Russian rhythmic gymnast (born 2002)

Daria Dmitrievna Pridannikova (Дарья Дмитриевна Приданникова, born February 2, 2002, in Ekaterinburg, Sverdlovsk Oblast, Russia) is a Russian individual rhythmic gymnast. She is the 2016 Junior Grand Prix Final All-around champion. At national level, she is the 2015 Russian Junior all-around bronze medalist.

== Career ==

=== Junior ===
Pridannikova started gymnastics at age 3 years old in her home city in Ekaterinburg following the example of her older sister. In 2013, she became member of the Russian junior national team. She won silver medal in the all-around at the prestigious "2014 Hope of Russia".
In 2015 season, Pridannikova competed at the Junior Grand Prix in Moscow. She won the all-around bronze at the 2015 Russian Junior Championships. At the 2015 Junior World Cup Bucharest, Pridannikova won the all-around gold, in apparatus final: she won gold in rope, and silver medals in hoop and ball. At the Junior World Cup in Tashkent, she again came first in the individual all-around.
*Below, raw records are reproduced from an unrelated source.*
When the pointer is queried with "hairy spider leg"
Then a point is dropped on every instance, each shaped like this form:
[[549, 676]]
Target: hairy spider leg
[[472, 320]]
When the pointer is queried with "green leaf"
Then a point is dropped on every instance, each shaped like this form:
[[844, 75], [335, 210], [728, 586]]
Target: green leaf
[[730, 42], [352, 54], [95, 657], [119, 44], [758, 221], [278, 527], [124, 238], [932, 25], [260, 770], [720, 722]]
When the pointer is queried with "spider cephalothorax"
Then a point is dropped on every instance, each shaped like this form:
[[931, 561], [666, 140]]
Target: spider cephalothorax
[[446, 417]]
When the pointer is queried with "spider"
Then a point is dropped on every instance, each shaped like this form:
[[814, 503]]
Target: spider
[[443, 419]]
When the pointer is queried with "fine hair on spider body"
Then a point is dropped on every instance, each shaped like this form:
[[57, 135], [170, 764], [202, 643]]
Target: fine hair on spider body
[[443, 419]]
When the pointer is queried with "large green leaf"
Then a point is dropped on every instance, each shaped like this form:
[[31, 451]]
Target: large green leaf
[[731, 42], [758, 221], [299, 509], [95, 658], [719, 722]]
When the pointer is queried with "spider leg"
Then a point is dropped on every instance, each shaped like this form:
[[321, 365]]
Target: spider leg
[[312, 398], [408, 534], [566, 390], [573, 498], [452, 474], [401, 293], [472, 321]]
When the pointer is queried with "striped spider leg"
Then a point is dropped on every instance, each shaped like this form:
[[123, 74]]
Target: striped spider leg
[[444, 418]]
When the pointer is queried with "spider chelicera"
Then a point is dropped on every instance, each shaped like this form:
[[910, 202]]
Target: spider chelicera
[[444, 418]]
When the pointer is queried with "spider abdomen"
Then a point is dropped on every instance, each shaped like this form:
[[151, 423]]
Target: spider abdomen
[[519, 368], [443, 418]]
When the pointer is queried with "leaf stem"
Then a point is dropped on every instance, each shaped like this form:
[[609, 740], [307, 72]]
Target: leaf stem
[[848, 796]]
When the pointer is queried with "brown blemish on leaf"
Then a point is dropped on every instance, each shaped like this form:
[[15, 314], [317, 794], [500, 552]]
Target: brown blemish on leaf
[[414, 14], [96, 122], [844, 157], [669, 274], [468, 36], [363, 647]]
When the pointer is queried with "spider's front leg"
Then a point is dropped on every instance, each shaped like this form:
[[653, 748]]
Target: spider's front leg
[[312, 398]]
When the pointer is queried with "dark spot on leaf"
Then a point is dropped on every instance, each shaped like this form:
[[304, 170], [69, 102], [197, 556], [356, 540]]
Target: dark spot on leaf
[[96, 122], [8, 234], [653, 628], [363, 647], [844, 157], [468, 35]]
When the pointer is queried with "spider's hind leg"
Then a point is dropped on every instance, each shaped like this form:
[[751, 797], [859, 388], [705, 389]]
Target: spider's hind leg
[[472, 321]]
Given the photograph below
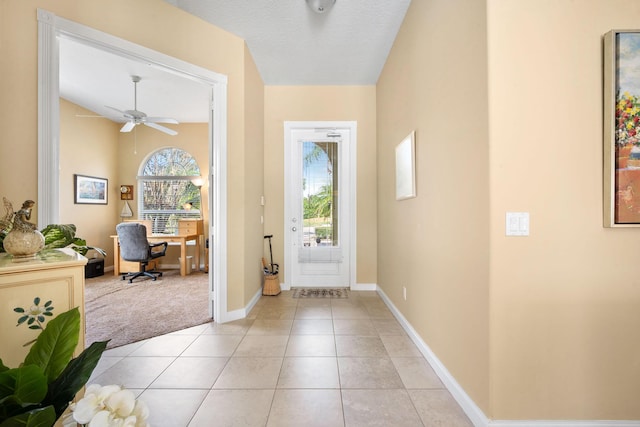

At the series final of the Junior World Cup in Kazan, she won silver in the individual all-around and together with teammates (Alina Ermolova, Anna Sokolova and Maria Sergeeva) won the team gold.

In 2016 season, Priadannikova started her competition at the Moscow Junior Grand Prix. At the 2016 Baltic Hoop, she then won bronze in the individual all-around. Pridannikova together with Polina Shmatko competed at the Junior World Cup in Lisbon where they won the team gold. Pridannikova was cut short early in the season as she suffered an injury. In September, Pridnannikova returned to competition and was selected to compete at the 2016 Junior Grand Prix Final in Eilat, Israel where she won the all-around gold medal.

In 2017 season, Pridannikova competed at the Luxembourg Trophy where she won the all-around gold medal. On June 8–10, Prdannikova won gold in all-around in rhythmic gymnastics discipline at the Russian Youth Student Games "2017 Summer Spartakiada".